Вынимая из коробки папиросу, Петрищев заметил, что Яшу трясет от холода. В который раз подивился он неприспособленности московских людей; ничего-то они не умеют: ни воду черпать, ни лодкой править, ни места добычливого отыскать, им всегда то холодно, то жарко, то мокро, то ветрено, прямо беда!.. Петрищев был однажды в Москве, и город с его многолюдством, опасным движением, одуряющим шумом произвел на него давяще сильное впечатление. С почтительным страхом глядел он на его обитателей, так ловко и отважно действующих в дьявольской кутерьме и неразберихе. Он исполнился высокого уважения к москвичам и не мог взять в толк, почему в простой сельской жизни они так мало сведущи и умелы. Что стоило Яше поверх ватного костюма надеть пальто или хотя бы плащ-палатку? Вышел угретый сном на улицу — тепло показалось, и уж не может смекнуть, что на реке промозжит до костей. А ведь не первый год сюда ездит!
Мотор работал на малых оборотах, но и приглушенный перестук цилиндров казался оглушительно громким в сонной тишине реки. Эта тишина творилась замершими берегами, где и малым шелохом не трогались ни лист, ни былинка, мостом, вобравшим под себя самую густую черноту, рекой с быстрым и неслышным течением, онемевшими заводями: не плеснет плотва, не ударит из глубины щука, не вспорхнет в лозняке камышовка. Все спало сейчас: люди в настывающих к утру избах, птицы на деревьях, рыба в воде. Утром река до самого озерного истока взорвется звенящим стрекотом плотвиной терки. Толстенькие икрянки будут яростно тереться о водоросли, тресту, песок и берега, чтобы освободиться от переполняющей их бледно-розовой жизни. Взмутив воду вокруг себя белесым облачком, они скользнут прочь, враз обхудевшие, почти плоские, и к облачку рванутся молочники. А сейчас и самцы и самки спят, недвижно повиснув в воде, и не чуют, как подбираются к ним в сияющем круге, будто переломленные водой, зубья остроги.
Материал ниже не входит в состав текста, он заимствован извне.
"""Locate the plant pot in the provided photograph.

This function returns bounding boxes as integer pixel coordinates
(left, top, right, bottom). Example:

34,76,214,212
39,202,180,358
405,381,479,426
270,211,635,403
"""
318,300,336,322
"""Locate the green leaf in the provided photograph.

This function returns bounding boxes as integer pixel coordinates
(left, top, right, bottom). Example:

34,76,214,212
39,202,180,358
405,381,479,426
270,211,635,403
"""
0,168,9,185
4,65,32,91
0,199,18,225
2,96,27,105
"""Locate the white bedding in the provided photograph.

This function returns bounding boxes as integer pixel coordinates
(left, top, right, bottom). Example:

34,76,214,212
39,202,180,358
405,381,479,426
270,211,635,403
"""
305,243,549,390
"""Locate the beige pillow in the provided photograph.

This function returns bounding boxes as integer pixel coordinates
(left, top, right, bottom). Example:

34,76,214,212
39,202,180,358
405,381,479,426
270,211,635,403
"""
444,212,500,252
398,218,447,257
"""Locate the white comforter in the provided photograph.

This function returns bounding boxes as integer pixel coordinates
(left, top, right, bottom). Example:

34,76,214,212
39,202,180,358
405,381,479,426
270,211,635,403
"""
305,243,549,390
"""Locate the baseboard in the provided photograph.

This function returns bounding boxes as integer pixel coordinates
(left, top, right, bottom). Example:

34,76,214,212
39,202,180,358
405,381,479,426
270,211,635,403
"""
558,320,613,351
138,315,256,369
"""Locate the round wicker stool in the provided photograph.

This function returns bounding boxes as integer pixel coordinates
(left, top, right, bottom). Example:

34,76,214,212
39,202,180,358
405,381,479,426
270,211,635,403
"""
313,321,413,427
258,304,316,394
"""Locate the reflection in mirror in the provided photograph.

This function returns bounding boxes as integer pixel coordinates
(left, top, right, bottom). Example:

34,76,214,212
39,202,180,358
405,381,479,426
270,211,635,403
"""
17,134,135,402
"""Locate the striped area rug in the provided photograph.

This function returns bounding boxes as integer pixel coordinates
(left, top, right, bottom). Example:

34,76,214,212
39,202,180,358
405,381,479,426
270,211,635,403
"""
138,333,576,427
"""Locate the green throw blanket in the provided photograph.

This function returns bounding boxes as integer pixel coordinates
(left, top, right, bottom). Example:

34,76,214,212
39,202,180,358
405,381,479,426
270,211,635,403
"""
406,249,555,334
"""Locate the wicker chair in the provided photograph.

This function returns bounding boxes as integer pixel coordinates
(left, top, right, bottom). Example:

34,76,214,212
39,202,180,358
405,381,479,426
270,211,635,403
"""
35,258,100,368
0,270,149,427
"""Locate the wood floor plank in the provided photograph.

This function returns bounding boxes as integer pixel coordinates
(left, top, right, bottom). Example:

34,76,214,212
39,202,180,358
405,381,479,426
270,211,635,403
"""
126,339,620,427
Тишина, мир и покой, царящие сейчас над водной гладью, обманчивы. Неслышно рассекают воду высокие носы кормовок, горящее смолье бросает рваный свет на поверхность воды, прожигая ее до самого дна; а на других лодках автомобильные фары создают в толще воды золотые круглые колодцы. В пожарную алость, в золото колодцев бесшумно погружается острога, подводится к спящей рыбе и с щучьей точностью вонзает хищные зубья в беззащитное тело. Рыбу стряхивают в лодку, где она в предсмертных содроганиях истекает икрой, а острога снова погружается в воду. Никакой удочкой за всю утреннюю зорю не наловишь столько, сколько за один час набьешь острогой. Беда лишь в том, что острожить рыбу запрещено.
Один заезжий ученый человек объяснял Петрищеву, что ловля удочками полезна для кащеевского водоема. Не вылавливай плотву, она расплодится так, что не хватит кислорода в воде и вся рыба задохнется. Но острожный бой вреден. Многие подранки уходят, болеют и, если не становятся добычей выдры, подыхают, гниют, заражая все вокруг себя, губя икру и молодь. Нынешняя убыль плотвы и щук в Кащеевом озере объясняется прежде всего острожным боем и вообще хищническими способами ловли.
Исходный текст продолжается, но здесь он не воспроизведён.